The facts supporting Black’s nonrenewal arose from an investigation into Black’s conduct during a physical education class. While teaching hockey to first graders, Black used her hand to force the heads of fourteen students down to view a line on the floor. The superintendent questioned Black about this incident and, in doing so, asked if she was involved in any previous conferences with her principal about the use of force with a student. In fact, the district had documented a previous incident in which Black had a conference with her supervisor after she grabbed a student by the arm. The superintendent asked Black three times if she had spoken with her principal about the prior incident, but each time Black failed to acknowledge the incident or the conference. Based on Black’s untruthfulness in this situation, the board pursued nonrenewal for failure to fulfill duties and responsibilities, insubordination, failure to meet standards of professional conduct, and misrepresentation of facts to a supervisor. In addition, Black was a smoker, and evidence suggested that she smoked in a storeroom on campus. Smoking on a school campus violated district policies as well as state and federal law. The district included these violations of policy and law as reasons for nonrenewal.
On appeal to the commissioner, Black did not contest the board’s findings relating to lying to the administration or smoking. Instead, Black only asserted an immunity defense related to her use of force when teaching first graders to play hockey. The commissioner held for the district because Black failed to contest the board’s findings related to her alleged lying and smoking and therefore waived her right to contest those issues. In the alternative, the commissioner held that substantial evidence existed to support the board’s decision to nonrenew based on the incidences of lying to superiors and smoking on school property. The commissioner held that “if even one of the reasons for nonrenewal is supported by substantial evidence in the record, Petitioner cannot meet her burden to demonstrate that there is no substantial evidence to support nonrenewal.”
Black appealed the commissioner’s decision to district court in Castro County. LAF filed a brief with the court arguing that the commissioner’s decision to affirm the nonrenewal was correct. The district court entered a judgment in favor of the school district affirming the commissioner’s decision and upholding the board’s decision to nonrenew Black’s contract.
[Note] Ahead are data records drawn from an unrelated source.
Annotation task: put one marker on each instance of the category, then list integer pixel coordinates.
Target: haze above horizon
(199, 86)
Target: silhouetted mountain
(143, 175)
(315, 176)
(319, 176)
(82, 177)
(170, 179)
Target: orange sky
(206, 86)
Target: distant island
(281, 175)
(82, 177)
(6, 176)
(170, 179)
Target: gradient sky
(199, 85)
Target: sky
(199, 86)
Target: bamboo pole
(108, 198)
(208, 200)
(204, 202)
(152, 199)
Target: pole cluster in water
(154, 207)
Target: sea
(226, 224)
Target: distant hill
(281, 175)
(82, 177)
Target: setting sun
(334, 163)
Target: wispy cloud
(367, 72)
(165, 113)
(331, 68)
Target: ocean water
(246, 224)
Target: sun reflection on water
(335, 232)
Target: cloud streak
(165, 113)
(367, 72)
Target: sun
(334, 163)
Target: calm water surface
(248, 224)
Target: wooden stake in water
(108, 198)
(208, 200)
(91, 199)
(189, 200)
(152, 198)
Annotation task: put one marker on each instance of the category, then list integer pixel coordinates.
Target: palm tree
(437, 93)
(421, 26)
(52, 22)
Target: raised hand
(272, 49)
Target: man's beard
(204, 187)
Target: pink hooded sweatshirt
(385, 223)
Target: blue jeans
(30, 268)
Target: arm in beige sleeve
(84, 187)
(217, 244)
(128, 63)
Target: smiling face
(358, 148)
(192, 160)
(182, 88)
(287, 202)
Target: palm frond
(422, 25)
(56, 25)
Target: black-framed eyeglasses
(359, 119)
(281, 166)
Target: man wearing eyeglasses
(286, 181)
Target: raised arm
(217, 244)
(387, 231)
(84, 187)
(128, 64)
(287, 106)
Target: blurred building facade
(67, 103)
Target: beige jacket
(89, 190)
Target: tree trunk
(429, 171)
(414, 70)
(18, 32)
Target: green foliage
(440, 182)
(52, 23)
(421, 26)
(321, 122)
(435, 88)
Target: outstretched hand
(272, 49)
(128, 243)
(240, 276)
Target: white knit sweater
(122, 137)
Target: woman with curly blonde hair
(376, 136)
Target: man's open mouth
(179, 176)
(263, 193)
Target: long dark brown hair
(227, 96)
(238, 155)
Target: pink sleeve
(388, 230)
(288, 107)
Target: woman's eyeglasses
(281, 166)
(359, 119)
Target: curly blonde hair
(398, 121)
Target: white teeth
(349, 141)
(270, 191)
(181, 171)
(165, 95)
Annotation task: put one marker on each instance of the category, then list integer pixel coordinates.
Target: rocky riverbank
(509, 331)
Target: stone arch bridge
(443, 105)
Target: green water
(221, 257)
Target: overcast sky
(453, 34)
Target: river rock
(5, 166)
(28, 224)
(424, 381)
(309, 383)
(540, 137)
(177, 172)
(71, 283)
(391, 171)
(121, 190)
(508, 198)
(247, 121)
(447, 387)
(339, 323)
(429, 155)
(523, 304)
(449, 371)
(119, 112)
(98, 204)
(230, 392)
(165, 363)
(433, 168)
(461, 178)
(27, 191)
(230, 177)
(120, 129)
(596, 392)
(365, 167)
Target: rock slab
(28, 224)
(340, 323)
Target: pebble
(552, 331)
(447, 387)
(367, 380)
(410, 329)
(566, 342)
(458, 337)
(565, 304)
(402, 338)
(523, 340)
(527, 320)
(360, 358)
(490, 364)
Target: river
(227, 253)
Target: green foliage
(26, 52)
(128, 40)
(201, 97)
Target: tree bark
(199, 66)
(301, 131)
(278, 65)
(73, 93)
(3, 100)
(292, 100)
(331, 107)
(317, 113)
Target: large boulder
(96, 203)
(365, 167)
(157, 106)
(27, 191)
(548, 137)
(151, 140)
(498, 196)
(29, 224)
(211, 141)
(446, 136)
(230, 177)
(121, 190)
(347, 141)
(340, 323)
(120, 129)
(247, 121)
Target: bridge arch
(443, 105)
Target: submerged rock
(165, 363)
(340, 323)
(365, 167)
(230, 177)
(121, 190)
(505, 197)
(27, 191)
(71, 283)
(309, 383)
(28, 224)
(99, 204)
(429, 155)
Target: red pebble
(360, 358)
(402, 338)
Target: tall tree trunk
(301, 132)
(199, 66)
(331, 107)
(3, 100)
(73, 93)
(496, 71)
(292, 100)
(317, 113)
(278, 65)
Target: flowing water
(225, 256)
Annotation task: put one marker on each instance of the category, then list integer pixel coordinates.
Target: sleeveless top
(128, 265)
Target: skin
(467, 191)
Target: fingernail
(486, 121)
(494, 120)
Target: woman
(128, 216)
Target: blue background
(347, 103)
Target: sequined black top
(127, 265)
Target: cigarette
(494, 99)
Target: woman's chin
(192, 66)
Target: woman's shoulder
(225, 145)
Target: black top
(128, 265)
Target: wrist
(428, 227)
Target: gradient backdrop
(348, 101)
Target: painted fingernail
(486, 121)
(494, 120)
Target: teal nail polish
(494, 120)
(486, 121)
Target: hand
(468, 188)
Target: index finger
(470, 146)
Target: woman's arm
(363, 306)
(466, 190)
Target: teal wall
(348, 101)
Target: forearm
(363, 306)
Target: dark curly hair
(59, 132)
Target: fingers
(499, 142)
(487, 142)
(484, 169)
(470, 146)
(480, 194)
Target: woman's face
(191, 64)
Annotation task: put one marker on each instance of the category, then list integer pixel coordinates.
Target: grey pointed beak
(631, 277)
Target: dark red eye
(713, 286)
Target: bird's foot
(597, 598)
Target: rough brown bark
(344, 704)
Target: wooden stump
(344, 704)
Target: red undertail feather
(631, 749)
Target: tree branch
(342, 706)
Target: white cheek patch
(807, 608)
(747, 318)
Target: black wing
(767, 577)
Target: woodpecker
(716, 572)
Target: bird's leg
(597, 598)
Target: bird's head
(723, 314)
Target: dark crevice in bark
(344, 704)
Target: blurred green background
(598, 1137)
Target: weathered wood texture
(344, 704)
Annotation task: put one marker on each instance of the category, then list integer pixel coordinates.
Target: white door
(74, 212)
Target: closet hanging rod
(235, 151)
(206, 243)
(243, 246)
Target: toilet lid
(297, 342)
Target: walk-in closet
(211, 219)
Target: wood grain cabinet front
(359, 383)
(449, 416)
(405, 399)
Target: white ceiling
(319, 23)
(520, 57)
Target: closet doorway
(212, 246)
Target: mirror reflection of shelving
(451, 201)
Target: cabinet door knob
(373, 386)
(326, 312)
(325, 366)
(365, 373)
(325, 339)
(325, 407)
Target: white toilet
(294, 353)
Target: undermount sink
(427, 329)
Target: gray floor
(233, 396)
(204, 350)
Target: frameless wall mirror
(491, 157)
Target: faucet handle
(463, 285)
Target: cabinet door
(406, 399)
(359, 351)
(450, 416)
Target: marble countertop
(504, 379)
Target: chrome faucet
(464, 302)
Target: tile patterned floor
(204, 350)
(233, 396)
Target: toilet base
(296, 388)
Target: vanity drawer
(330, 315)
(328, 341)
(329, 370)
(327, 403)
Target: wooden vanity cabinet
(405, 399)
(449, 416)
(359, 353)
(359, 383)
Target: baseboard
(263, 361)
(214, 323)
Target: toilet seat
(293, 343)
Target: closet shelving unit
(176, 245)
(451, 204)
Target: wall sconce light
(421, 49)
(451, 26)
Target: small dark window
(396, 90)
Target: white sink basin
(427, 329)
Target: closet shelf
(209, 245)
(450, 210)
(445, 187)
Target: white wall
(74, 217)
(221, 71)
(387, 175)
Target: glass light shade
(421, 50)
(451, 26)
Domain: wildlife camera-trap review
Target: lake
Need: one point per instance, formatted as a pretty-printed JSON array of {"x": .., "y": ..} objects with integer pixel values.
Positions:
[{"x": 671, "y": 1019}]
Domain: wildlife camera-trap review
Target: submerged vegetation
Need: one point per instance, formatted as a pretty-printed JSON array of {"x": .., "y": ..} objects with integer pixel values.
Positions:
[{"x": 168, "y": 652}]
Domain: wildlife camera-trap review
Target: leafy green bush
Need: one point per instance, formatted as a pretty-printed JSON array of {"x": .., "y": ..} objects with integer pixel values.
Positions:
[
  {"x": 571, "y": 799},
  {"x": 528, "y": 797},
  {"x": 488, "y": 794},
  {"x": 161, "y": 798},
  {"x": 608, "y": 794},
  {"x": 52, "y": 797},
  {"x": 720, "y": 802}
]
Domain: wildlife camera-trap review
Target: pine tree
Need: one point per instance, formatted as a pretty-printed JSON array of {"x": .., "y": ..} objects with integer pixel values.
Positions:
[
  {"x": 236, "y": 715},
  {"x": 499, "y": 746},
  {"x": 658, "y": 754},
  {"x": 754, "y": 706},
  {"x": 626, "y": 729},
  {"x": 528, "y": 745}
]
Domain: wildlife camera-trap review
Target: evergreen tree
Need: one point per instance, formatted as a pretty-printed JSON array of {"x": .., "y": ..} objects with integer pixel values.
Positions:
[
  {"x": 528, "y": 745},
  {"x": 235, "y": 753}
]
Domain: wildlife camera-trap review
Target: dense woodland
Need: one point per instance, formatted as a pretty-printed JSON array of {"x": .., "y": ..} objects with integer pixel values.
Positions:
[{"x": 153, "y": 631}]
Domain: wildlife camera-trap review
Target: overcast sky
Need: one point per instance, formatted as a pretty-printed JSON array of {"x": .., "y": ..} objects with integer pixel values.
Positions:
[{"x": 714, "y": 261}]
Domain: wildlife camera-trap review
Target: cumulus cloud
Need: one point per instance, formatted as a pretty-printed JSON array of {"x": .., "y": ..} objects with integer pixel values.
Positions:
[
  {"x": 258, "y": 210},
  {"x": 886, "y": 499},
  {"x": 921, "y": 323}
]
Black appealed the district court’s decision to the Seventh Court of Appeals in Amarillo and LAF filed a brief with the Amarillo Court of Appeals in support of the school district. On October 23, 2014, the court issued an opinion upholding the commissioner’s decision and the district’s nonrenewal of Black. The court found that Black failed to exhaust the administrative remedies available to her before filing suit, therefore neither the lower court nor the Amarillo Court of Appeals had jurisdiction of her claims. Black filed a petition for review with the Texas Supreme Court that was denied. Black v. Williams, No. 07-13-00192-CV (Tex. App.—Amarillo Oct. 23. 2014). LAF’s Attorney: Randall Cook, Hardy, Cook & Hardy, P.C., Tyler.